A Floral Atlanta, integrante do Grupo Polar, é uma das empresas que aposta no potencial do Valentine’s Day. Focada na produção de espumas florais, a companhia ampliou sua oferta com produtos temáticos, como embalagens personalizadas e acessórios decorativos, alinhando-se ao romantismo típico da ocasião. Paula Lo Frano, gerente de marketing da empresa, revela que a expectativa é de um crescimento de cerca de 10% nas vendas durante o período. “A procura por itens que combinam inovação, qualidade e sustentabilidade impulsionará esse aumento”, afirma.
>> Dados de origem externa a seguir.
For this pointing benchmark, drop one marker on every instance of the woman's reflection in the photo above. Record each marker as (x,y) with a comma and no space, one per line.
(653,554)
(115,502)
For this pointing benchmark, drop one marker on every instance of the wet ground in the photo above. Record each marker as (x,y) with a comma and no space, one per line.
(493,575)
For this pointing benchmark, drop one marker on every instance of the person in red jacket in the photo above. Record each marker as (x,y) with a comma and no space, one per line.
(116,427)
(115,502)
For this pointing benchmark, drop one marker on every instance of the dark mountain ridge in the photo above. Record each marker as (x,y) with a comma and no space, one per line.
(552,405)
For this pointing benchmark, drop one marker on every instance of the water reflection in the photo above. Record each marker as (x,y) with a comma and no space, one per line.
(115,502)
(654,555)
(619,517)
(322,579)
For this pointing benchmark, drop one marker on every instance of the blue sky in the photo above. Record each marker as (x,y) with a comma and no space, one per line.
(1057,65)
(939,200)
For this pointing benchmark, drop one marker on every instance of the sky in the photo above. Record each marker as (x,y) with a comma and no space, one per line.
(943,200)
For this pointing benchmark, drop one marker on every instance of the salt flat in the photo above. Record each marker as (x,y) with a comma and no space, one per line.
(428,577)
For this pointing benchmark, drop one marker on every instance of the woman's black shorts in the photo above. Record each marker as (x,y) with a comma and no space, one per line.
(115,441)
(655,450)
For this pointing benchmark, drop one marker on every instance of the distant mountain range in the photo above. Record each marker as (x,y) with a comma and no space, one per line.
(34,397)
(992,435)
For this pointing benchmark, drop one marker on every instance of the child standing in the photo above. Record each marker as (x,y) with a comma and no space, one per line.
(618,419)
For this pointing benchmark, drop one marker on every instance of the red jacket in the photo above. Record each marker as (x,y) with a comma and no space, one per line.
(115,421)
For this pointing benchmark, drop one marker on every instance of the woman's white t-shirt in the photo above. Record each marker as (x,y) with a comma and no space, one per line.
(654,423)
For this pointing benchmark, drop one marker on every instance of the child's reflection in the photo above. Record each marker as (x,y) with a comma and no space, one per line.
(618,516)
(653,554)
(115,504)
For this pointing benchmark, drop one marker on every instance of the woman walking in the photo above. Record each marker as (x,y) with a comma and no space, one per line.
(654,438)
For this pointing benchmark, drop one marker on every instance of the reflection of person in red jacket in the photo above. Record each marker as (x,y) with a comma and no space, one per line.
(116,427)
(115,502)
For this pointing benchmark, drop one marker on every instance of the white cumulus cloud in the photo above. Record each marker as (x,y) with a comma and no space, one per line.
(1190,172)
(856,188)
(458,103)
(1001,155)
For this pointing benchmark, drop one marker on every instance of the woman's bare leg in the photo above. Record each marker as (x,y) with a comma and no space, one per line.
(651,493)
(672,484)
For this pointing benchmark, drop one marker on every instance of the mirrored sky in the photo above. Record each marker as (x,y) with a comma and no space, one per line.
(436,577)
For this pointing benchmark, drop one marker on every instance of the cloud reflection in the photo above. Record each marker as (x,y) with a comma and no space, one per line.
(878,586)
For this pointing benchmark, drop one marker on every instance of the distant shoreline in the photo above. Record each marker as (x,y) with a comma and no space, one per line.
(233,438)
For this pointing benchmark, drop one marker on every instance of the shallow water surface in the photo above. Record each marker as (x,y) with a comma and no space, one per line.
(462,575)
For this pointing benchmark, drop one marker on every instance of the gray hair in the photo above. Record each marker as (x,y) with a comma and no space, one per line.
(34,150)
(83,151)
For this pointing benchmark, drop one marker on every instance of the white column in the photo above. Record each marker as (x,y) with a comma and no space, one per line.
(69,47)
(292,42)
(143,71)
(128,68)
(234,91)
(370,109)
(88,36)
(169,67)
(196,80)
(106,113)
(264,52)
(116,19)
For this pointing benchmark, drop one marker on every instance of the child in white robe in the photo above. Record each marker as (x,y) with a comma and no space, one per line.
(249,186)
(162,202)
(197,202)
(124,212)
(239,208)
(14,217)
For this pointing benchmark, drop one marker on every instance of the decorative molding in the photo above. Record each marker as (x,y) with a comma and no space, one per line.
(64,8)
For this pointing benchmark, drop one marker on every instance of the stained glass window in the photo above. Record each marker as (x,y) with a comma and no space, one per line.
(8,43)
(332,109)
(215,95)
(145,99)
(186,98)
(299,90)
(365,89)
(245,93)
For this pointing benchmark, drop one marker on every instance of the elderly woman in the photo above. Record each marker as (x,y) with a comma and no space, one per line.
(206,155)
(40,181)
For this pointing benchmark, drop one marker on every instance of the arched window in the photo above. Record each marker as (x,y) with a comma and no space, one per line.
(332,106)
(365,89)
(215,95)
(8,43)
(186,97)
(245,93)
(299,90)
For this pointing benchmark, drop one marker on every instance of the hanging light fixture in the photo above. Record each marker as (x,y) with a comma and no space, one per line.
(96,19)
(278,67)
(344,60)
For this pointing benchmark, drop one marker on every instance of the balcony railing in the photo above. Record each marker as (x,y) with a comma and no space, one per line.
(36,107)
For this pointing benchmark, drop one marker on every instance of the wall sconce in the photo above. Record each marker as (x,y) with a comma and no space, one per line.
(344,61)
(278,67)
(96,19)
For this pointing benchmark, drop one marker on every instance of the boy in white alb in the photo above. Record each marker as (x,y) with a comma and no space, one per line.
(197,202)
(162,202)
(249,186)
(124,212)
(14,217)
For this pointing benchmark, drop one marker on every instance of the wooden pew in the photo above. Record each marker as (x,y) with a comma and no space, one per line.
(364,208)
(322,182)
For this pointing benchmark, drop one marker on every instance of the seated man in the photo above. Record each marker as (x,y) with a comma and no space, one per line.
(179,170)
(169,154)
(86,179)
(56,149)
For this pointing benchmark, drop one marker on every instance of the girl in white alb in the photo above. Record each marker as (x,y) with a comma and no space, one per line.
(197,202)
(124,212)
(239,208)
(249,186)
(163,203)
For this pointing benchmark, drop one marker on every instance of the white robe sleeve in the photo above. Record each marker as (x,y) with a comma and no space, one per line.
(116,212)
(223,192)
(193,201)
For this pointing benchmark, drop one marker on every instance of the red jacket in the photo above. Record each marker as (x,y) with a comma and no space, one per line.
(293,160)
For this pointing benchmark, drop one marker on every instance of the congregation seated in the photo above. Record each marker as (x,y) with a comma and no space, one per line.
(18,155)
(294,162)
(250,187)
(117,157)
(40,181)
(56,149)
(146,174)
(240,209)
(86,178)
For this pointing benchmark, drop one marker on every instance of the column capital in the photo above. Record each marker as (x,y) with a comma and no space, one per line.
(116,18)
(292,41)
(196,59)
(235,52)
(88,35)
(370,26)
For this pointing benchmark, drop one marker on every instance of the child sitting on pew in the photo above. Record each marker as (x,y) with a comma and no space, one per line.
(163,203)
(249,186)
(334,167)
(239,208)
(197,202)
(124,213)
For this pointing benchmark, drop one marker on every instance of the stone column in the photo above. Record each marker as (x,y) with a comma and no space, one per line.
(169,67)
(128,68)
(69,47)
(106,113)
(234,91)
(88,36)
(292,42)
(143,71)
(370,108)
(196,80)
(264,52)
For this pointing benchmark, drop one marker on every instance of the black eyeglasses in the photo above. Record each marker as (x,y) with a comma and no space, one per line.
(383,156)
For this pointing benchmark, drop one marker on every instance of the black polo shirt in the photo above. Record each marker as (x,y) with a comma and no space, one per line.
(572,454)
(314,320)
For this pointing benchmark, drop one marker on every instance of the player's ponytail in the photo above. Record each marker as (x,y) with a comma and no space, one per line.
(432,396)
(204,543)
Inovações e Sustentabilidade no Mercado de Flores

Entre as inovações da Floral Atlanta estão as espumas florais em formatos diferenciados, como corações, que proporcionam arranjos mais personalizados e impactantes. Esses materiais, fundamentais para a preservação das flores e folhagens em arranjos, garantem frescor e estabilidade. “Esses produtos são essenciais para a criação de arranjos românticos e grandiosos”, comenta Paula. A empresa também destaca o crescente interesse por embalagens sofisticadas, cachepots elegantes e fitas decorativas em tons de vermelho e rosa, cores típicas da data.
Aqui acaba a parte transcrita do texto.